De moeder heeft ter zitting aangegeven dat [naam kind] volgens haar ook bij haar zou kunnen wonen. De moeder gunt het de vader ook om voor hem te zorgen, maar vraagt zich af of hij dat kan. Daarnaast is het voor de moeder nieuw dat de vader open staat voor gezamenlijke hulpverlening. Zij hoopt dat de systeemtherapie van de grond komt.

De beoordeling

Uit de overgelegde stukken en de behandeling ter zitting is gebleken dat de zorgen over [naam kind] onverminderd aanwezig zijn. [naam kind] verblijft in het gezin van zijn grootouders, waar ook zijn vader inwoont. Hoewel er al langere tijd sprake is van een ondertoezichtstelling, is het perspectief van [naam kind] nog onduidelijk. De pleegouders zijn niet perspectief biedend. Om [naam kind] te laten opgroeien bij de vader, heeft de vader een eigen woning nodig en moet hij daarna volgens de GI laten zien dat hij voor [naam kind] kan zorgen. De kinderrechter is het met dat standpunt in zoverre eens dat zolang de vader geen eigen woning heeft, hij in ieder geval de zorg over [naam kind] niet op zich kan nemen. Ter zitting heeft de moeder aangegeven voor [naam kind] te kunnen zorgen. Zij heeft echter een forse achterstand vanwege haar persoonlijke problematiek. Deze mogelijkheid dient desalniettemin ook onderzocht te worden. Mocht het perspectief van [naam kind] niet bij de moeder of bij de vader liggen, dan blijft een plaatsing in een neutrale pleegzorgvoorziening over.
Uit het voorgaande volgt dat is voldaan aan het wettelijke criterium genoemd in artikel 1:255 van het Burgerlijk Wetboek (BW). De kinderrechter zal daarom de ondertoezichtstelling van [naam kind] verlengen. Ook is de verlenging van de uithuisplaatsing van [naam kind] noodzakelijk in het belang van de verzorging en opvoeding (artikel 1:265c, tweede lid, BW).
Omdat [naam kind] al lange tijd in onzekerheid over zijn perspectief verkeert – mogelijk is de voor hem aanvaardbare termijn inmiddels zelfs al verstreken – zal de kinderrechter de ondertoezichtstelling en de machtiging tot uithuisplaatsing voor zes maanden verlengen en het overig verzochte aanhouden. Er dient zo spoedig mogelijk duidelijkheid te komen over het perspectief van [naam kind] , want de onduidelijkheid duurt al te lang. Bij de inhoudelijke behandeling die naar verwachting in juli 2020 zal plaatsvinden, verwacht de kinderrechter een duidelijk beeld over het perspectief van [naam kind] . Vooralsnog lijkt het scenario waarin de vader een eigen woning vindt en [naam kind] daar komt te wonen het meest reëel, aangezien er op dit moment geen signalen bestaan dat het bij de vader onveilig zou zijn voor [naam kind] . De mogelijkheden van een plaatsing bij de moeder of in een neutraal pleeggezin dienen echter ook te zijn onderzocht, zodanig dat deze kunnen worden besproken op de volgende zitting. De GI wordt verzocht uiterlijk twee weken voor de hierna te noemen pro forma datum te rapporteren over de stand van zaken en daarbij onder meer aan te geven of het verzoek wordt gehandhaafd.
De kinderrechter benadrukt dat de ouders in het geval van een plaatsing bij een van hen in staat dienen te zijn om op een onbelaste manier met elkaar te communiceren. Wanneer dit niet het geval is, zal een plaatsing in een neutraal pleeggezin duidelijker in beeld komen.

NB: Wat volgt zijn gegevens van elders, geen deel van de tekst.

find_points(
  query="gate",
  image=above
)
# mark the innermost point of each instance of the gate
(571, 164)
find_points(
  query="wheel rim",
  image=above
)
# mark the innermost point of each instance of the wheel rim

De beslissingDe kinderrechter:

verlengt de ondertoezichtstelling van [naam kind] tot 25 juli 2020;
verlengt de machtiging tot uithuisplaatsing van [naam kind] in een voorziening voor pleegzorg tot 25 juli 2020;
verklaart deze beschikking tot zover uitvoerbaar bij voorraad.

En alvorens verder te beslissen:

Bepaalt dat de behandeling van de zaak wordt aangehouden tot
1 juni 2020 pro forma.
Bepaalt dat de GI en belanghebbenden op de genoemde pro forma-datum niet ter zitting behoeven te verschijnen.
Verzoekt de GI uiterlijk twee weken voor de genoemde datum de kinderrechter de verzochte rapportage te doen toekomen.
Deze beschikking is mondeling gegeven en in het openbaar uitgesproken op 10 januari 2020 door mr. M. van Kuilenburg, kinderrechter, in tegenwoordigheid van mr. L.F. Verhaart als griffier.
De schriftelijke uitwerking van deze beschikking is vastgesteld op 27 januari 2020.
Hoger beroep tegen deze beschikking kan worden ingesteld:
- door de verzoekers en degenen aan wie een afschrift van de beschikking is verstrekt of verzonden, binnen drie maanden na de dag van de uitspraak,
- door andere belanghebbenden binnen drie maanden na de betekening daarvan of nadat de beschikking aan hen op een andere wijze bekend is geworden.
Het hoger beroep moet, door tussenkomst van een advocaat, worden ingediend ter griffie van het gerechtshof
Den Haag.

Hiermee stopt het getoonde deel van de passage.